Non si vira a destra. Macron fa un rimpasto di governo centrista
Nonostante le pressioni del premier, il capo dell’Eliseo nomina ministri di area MoDem e blinda con un fedelissimo l’Interno
Parigi. Dopo due settimane di speculazioni e critiche veementi da parte dell’opposizione, è stato annunciato, a Parigi, il rimpasto di governo, il terzo dall’inizio del quinquennio di Emmanuel Macron. Quattro ministri uscenti, otto in entrata, per un esecutivo che conta ora trentaquattro membri, di cui quindici provenienti dalla società civile. “Ci sono figure di sinistra e figure di destra, e ha rafforzato il pilastro centrale rappresentato dal MoDem (il partito di François Bayrou, alleato di governo della République en marche, Lrem, ndr) che è il centro di gravità della maggioranza”, ha commentato entusiasta un deputato centrista, salutando positivamente il rifiuto dell’inquilino dell’Eliseo di “virare a destra”, come voleva il premier Edouard Philippe.

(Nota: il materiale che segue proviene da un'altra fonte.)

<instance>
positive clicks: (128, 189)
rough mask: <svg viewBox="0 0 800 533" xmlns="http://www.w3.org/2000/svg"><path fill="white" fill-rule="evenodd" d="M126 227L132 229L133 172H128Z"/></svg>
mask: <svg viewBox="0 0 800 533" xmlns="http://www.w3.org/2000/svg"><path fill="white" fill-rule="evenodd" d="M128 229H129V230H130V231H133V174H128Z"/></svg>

“C’è stato un tentativo di mettersi in mostra da parte di Matignon, che è stato fermato”, ha aggiunto. Le divergenze tra Macron e Philippe sui nomi che avrebbero dovuto comporre la nuova équipe ministeriale sono state la causa principale di questo rimpasto sofferto e rimandato a più riprese. Philippe, approfittando della perdita di smalto della macronia, ha spinto fino all’ultimo per piazzare in alcuni ministeri strategici personalità di peso dei Républicains (Lr). Ha sostenuto Christophe Béchu, sindaco di Angers, per sostituire Jacques Mézard alla Coesione dei territori, ma Macron gli ha preferito una centrista fedele ed equilibrata come Jacqueline Gourault (MoDem). Ha tentato di dare un intero ministero all’ambizioso 32enne Sébastien Lecornu, ma quest’ultimo si dovrà accontentare del ruolo di segretario di stato agli Enti locali. E ha provato a prendersi Place Beauvau, ossia il ministero dell’Interno. Per farlo, ha suggerito il duo formato da Gérald Darmanin, attuale ministro dell’Azione e dei Conti pubblici, e Frédéric Péchenard, uno dei superpoliziotti della sarkozia, ma a Macron è venuto un colpo quando ha sentito la proposta.
Consegnare le chiavi del fortino dei segreti di Francia alla destra? “Sarebbe stato un suicidio”, dicono i macronisti, che possono ora tirare un sospiro di sollievo. Il sostituto di Gérard Collomb, dimessosi in polemica con il presidente due settimane fa, è Christophe Castaner, marcheur della prima ora che fino a oggi era responsabile delle Relazioni con il Parlamento e presidente di Lrem. Al suo fianco, come segretario di stato, Macron ha messo un uomo dei servizi segreti, nonché una delle figure più stimate e rispettate dall’apparato di sicurezza francese, Laurent Nunez, capo della Dgsi, l’intelligence interna, dal giugno 2017. “È un uomo del presidente, che gli permette di aver il controllo del ministero dell’Interno. Trasmetterà sicurezza a Castaner, perché è leale e non cercherà i riflettori”, ha spiegato una fonte vicina al governo. Alla Cultura, al posto di Françoise Nyssen, è stato promosso Franck Riester, ex Lr e fondatore del movimento politico liberale Agir. Esperto del settore audiovisivo, è un grande sostenitore della creazione di una Bbc à la française, è il contentino dato al premier Philippe per dimenticare gli altri rifiuti, ed è una delle sorprese di questo rimpasto. L’altra è l’ascesa di Gabriel Attal, 29 anni, esponente dell’ala sinistra di Lrem, chiamato a ricoprire il ruolo di segretario di stato presso il ministero dell’Istruzione guidato da Jean-Michel Blanquer. All’Agricoltura, è stato nominato un socialista cresciuto con François Hollande e Manuel Valls, Didier Guillaume, figlio di contadini, mentre alle Relazioni con il Parlamento lavorerà Marc Fresnau, pasdaran di François Bayrou. Parità, diciassette uomini e diciassette donne, ed equilibrio sono i due messaggi di questo rimpasto, che lancia ufficialmente l’anno II del quinquennio macronista.